Hartos de viajar en el vagón de cola

A la hora de hablar del ferrocarril, conviene diferenciar entre alta velocidad y línea convencional; en el primer caso, Almería sigue esperando obras como agua de mayo, a pesar de las promesas incumplidas tanto por el PP como por el PSOE, mientras que en el segundo caso, nuestra provincia soporta unas infraestructuras que, cien años atrás, ya eran deficitarias. Lo grave es que hoy, en pleno siglo XXI, esas infraestructuras ferroviarias son prácticamente las mismas, cuando no peores —hoy se tarda casi dos horas más en viajar a Sevilla que un siglo atrás— debido a la falta de inversiones combinada con el inexorable paso del tiempo. 


Mucho se viene hablando, y con razón, de la tercermundista situación ferroviaria que padecen los extremeños, pero lo cierto es que, por desgracia, los almerienses no vamos a la zaga. En ambos casos, se palpa el hartazgo ciudadano por las constantes averías, así como por los continuados retrasos, provocados bien por esos estropicios, bien por una velocidad media ridícula. Y, aún con todo, el velocímetro de los trenes que recorren la bella Extremadura contiene más dígitos que los que llegan o salen desde Almería. Es decir, que ya quisiéramos los almerienses la velocidad media del tercermundista tren extremeño.


Días atrás, he acompañado a la Mesa del Ferrocarril hasta Linares (Jaén), donde se ha vuelto a poner el acento en el abandono de este medio de transporte por parte del Gobierno central. Allí, las provincias jiennense, granadina y almeriense han hecho un frente común para reivindicar las inversiones necesarias. “El servicio ferroviario con el que cuentan las tres provincias —expone el manifiesto elaborado tras dicho encuentro— está lejos de cubrir las necesidades básicas que debería satisfacer un servicio público (…). Sus deficiencias han alcanzado ya el carácter de inadmisibles”. Y no hay nadie sobre la faz de la Tierra capaz de argumentar lo contrario.

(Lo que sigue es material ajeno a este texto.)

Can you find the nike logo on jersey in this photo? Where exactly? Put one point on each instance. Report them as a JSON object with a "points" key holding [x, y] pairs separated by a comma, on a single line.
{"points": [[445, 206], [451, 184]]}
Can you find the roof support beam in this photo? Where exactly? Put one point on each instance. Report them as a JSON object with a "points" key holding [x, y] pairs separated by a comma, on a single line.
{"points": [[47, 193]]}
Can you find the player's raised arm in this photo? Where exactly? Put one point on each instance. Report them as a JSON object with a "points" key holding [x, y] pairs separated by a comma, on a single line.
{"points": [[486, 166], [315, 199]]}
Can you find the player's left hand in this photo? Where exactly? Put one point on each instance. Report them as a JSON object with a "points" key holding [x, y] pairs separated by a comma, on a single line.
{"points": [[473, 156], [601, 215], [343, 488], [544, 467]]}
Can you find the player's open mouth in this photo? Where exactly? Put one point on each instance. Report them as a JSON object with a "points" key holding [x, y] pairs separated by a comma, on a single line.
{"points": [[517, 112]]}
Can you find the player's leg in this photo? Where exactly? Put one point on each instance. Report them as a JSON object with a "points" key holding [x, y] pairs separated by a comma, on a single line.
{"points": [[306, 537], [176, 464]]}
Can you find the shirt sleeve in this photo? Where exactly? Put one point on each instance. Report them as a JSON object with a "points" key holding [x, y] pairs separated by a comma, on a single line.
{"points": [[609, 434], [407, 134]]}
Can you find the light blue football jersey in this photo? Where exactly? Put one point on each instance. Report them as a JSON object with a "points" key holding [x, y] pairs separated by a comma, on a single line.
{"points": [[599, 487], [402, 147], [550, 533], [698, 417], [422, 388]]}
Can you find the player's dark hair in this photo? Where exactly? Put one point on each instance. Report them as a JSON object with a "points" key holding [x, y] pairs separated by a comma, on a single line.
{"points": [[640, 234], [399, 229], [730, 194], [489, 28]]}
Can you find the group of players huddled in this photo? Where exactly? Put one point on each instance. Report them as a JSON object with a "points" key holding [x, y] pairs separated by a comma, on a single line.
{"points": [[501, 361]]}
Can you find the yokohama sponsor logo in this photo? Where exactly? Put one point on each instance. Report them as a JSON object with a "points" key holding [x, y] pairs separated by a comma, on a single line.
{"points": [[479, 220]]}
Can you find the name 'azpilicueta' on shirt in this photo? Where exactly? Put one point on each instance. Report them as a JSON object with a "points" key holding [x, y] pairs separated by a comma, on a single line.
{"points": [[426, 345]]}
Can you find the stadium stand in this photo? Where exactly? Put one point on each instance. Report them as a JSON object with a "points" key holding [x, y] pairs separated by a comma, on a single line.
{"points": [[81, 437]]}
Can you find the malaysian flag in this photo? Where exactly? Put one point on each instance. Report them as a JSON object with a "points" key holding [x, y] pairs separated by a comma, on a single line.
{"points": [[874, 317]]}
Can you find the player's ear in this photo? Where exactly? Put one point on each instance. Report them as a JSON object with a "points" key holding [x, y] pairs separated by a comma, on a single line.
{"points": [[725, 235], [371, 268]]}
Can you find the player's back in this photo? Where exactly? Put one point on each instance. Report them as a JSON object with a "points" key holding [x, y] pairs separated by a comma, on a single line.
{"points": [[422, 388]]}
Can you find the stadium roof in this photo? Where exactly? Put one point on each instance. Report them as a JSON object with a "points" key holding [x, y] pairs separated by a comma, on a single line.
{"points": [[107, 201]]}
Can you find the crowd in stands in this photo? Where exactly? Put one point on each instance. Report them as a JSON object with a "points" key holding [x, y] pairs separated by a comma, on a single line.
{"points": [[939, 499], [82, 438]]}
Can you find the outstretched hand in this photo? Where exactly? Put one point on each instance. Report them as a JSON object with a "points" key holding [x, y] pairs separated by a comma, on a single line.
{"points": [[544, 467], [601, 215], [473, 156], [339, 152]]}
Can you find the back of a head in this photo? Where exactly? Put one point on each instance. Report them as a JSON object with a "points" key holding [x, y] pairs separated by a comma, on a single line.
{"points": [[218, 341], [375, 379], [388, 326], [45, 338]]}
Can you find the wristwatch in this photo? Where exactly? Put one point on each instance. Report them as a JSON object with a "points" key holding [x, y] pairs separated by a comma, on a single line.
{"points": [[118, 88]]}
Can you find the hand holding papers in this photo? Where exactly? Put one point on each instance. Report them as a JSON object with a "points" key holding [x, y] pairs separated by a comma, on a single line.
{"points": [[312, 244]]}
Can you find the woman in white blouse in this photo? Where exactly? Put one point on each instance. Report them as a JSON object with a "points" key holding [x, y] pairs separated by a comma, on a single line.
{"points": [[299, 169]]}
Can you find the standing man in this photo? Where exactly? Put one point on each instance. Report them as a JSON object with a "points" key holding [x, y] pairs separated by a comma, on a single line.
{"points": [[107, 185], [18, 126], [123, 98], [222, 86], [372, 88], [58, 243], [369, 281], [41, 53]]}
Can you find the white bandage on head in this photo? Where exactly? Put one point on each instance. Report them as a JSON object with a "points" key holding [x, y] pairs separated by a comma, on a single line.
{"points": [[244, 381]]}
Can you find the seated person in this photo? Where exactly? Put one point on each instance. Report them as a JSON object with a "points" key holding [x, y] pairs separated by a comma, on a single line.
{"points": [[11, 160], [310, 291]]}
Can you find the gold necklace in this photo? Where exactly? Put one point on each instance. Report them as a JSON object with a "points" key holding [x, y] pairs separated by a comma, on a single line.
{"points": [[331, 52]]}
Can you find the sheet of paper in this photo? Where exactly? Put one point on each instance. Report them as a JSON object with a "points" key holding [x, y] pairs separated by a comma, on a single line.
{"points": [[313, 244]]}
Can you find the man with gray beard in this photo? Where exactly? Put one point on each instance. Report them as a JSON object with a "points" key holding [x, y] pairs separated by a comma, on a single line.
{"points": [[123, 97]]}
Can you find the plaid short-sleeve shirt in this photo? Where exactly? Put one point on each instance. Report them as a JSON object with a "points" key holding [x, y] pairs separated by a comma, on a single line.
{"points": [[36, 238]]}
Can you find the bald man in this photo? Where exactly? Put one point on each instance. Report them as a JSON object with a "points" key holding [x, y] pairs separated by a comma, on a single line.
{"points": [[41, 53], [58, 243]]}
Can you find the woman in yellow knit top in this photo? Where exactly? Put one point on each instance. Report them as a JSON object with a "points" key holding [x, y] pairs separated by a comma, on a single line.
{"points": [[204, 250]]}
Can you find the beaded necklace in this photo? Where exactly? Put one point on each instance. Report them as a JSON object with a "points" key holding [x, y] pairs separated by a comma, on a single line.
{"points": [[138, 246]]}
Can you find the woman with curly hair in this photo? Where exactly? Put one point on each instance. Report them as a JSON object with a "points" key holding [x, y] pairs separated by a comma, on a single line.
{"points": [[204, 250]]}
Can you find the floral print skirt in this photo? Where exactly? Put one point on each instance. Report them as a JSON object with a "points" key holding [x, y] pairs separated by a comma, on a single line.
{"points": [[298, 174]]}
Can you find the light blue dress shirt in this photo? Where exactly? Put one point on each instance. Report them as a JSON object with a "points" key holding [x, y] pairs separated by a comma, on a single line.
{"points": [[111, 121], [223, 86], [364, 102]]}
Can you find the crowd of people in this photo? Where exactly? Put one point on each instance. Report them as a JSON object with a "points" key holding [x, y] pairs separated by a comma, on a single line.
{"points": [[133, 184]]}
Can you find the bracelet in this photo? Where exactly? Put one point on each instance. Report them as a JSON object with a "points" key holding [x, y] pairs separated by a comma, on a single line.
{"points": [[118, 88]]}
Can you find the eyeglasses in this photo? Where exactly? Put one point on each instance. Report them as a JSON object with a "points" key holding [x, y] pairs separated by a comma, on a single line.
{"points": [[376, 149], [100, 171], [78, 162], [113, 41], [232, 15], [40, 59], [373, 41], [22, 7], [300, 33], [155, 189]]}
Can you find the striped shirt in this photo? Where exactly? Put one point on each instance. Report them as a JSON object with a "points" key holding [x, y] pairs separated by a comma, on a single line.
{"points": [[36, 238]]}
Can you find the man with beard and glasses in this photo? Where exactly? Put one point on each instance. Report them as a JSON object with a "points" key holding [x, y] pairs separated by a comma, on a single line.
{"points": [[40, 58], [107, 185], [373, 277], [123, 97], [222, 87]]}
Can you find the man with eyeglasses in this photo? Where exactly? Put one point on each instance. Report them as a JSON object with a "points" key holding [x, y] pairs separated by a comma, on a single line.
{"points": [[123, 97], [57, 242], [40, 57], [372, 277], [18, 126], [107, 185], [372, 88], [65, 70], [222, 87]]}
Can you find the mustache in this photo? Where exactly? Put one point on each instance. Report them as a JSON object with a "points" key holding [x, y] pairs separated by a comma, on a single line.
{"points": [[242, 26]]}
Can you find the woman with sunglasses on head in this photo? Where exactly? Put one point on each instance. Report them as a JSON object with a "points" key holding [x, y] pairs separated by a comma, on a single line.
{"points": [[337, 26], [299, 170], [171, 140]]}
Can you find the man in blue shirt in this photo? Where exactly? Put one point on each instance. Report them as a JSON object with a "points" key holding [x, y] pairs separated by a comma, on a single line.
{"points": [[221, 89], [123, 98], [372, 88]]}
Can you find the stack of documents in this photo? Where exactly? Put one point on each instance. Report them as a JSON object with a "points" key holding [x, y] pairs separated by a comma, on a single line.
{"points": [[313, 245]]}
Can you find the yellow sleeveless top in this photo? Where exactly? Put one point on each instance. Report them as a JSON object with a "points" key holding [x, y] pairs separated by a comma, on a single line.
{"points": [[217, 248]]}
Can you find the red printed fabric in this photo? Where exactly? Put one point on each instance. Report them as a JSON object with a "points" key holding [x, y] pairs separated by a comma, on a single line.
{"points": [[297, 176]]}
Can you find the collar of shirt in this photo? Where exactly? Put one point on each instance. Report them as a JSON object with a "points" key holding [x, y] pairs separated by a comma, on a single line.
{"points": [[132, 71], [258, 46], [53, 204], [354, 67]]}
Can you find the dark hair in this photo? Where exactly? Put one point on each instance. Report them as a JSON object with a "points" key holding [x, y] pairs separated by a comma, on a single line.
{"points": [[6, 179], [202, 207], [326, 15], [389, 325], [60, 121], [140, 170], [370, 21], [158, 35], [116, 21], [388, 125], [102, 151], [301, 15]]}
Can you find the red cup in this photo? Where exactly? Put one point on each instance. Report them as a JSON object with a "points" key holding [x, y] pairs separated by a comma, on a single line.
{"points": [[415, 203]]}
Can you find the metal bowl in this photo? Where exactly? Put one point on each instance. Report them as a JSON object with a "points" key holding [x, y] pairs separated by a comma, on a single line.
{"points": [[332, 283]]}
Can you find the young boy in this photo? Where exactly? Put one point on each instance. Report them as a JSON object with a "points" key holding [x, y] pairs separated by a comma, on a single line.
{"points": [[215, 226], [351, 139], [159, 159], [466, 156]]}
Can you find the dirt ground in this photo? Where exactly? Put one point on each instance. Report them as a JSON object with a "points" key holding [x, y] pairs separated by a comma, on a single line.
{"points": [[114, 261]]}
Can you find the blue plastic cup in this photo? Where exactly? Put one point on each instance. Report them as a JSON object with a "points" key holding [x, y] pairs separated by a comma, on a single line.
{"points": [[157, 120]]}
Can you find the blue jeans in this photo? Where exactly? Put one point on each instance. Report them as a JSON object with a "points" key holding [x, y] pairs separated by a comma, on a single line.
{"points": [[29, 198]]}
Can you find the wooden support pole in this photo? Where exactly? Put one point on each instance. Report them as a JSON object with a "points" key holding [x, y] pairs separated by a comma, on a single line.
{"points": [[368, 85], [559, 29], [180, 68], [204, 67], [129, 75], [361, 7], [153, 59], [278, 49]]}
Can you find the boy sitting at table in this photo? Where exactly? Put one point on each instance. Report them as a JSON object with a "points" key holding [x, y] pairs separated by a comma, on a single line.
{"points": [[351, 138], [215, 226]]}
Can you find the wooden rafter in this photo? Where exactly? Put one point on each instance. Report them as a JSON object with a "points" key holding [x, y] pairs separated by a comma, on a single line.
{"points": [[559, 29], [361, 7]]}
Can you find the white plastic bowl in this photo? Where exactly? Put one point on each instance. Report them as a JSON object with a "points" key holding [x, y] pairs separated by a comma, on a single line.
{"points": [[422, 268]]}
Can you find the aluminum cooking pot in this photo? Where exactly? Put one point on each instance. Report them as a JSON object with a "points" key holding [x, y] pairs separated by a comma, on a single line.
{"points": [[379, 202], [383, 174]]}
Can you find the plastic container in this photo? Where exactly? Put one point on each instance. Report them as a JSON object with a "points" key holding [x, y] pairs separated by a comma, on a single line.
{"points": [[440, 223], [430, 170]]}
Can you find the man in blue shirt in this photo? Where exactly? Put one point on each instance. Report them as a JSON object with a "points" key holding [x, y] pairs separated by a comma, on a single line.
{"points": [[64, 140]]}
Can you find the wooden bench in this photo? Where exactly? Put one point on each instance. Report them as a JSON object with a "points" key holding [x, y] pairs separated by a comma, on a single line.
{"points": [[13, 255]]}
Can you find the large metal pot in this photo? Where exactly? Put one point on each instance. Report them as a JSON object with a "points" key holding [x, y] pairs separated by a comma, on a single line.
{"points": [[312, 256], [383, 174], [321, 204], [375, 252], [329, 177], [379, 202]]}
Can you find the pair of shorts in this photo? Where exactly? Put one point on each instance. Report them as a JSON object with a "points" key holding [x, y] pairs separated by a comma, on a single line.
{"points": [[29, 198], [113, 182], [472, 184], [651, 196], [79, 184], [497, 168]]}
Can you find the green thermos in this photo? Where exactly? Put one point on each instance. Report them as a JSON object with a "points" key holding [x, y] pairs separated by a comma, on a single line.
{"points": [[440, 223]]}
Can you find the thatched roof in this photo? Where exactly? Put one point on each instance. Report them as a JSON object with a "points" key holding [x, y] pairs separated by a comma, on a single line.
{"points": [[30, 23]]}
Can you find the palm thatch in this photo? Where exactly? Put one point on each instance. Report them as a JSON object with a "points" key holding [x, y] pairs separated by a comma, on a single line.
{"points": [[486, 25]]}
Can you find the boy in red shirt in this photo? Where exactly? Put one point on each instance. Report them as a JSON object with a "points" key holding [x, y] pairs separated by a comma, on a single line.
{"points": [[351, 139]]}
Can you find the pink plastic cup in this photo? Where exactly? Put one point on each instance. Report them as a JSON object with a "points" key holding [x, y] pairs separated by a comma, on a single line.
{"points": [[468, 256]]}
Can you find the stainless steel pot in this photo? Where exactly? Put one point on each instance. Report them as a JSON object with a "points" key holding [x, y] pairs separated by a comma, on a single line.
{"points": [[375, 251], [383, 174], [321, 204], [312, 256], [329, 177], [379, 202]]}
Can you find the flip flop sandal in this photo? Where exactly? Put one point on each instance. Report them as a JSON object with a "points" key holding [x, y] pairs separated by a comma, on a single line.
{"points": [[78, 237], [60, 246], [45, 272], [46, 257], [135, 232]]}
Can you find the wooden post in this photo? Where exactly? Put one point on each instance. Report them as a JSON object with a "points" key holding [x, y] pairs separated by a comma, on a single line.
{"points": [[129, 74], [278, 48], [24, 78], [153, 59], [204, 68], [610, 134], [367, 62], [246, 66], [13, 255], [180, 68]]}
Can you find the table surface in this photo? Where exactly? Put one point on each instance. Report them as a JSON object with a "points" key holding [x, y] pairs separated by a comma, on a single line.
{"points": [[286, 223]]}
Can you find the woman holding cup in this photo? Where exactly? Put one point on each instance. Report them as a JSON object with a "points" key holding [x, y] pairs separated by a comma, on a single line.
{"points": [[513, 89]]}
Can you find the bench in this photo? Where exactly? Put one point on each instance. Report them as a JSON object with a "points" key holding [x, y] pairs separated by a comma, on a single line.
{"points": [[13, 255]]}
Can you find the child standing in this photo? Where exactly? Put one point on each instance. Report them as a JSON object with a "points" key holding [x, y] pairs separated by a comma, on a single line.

Hoy por hoy, Almería es la única provincia de toda España con trasbordos. En concreto, se realizan cuatro para llegar a Sevilla, y uno para viajar a Madrid. Como recuerdan desde la Mesa del Tren, Renfe ha anunciado que, desde el 15 de octubre, empezarán a operar los trenes Avant, y que lo harán desde Granada vía Sevilla-Málaga-Córdoba. Esto, recalcan desde la Mesa, en la práctica supondrá que Almería perderá el destino con Sevilla, de forma que sólo el tren de media distancia con Granada quedará como servicio de obligación pública. Además, seguirá habiendo trasbordo, ya que en Granada habrá que bajarse del tren para coger otro. Todo, sin olvidar que el precio del billete se incrementará un poco más.


A todo lo anterior hay que sumar la pésima gestión de la obra del soterramiento del paso a nivel de El Puche, que según se vendió en su día, debería estar finalizado para el 12 de octubre. El Grupo Municipal de Ciudadanos (Cs) ha visitado las obras esta semana, y podemos asegurar que no se va a cumplir con dicho plazo, máxime cuando una de las empresas subcontratadas ha abandonado los trabajos.


Así las cosas, no es de extrañar que el ferrocarril en nuestra provincia haya perdido más de la mitad de sus pasajeros sólo en lo que va de siglo. En el caso de la línea Almería-Sevilla el asunto se agrava, ya que, ahora, viaja en tren un 95% menos de almerienses a la capital andaluza, un trayecto donde los retrasos que superan los 30 minutos se han disparado en un 470%. Y para darle la puntilla final, se traslada la estación a Huércal de Almería, haciendo oídos sordos a la petición de un 'bypass' que impidiera dicho traslado.


Con este desolador panorama, el próximo 10 de noviembre los almerienses tenemos una oportunidad de oro para dar nuestra opinión al respecto. Entiendo que exista cierto hartazgo hacia la política tras el fracaso de Pedro Sánchez para conformar gobierno, y que más de uno se esté pensando si acudir o no a depositar su papeleta por segunda vez en seis meses, y  por quinta vez en menos de un año. Así las cosas, quiero animar a la sociedad almeriense a dar un voto de castigo al bipartidismo que representan PP y PSOE, los mismos a los que les debemos el atraso ferroviario de nuestra provincia, para que Almería abandone, definitivamente, el vagón de cola en lo que infraestructuras y comunicaciones se refiere.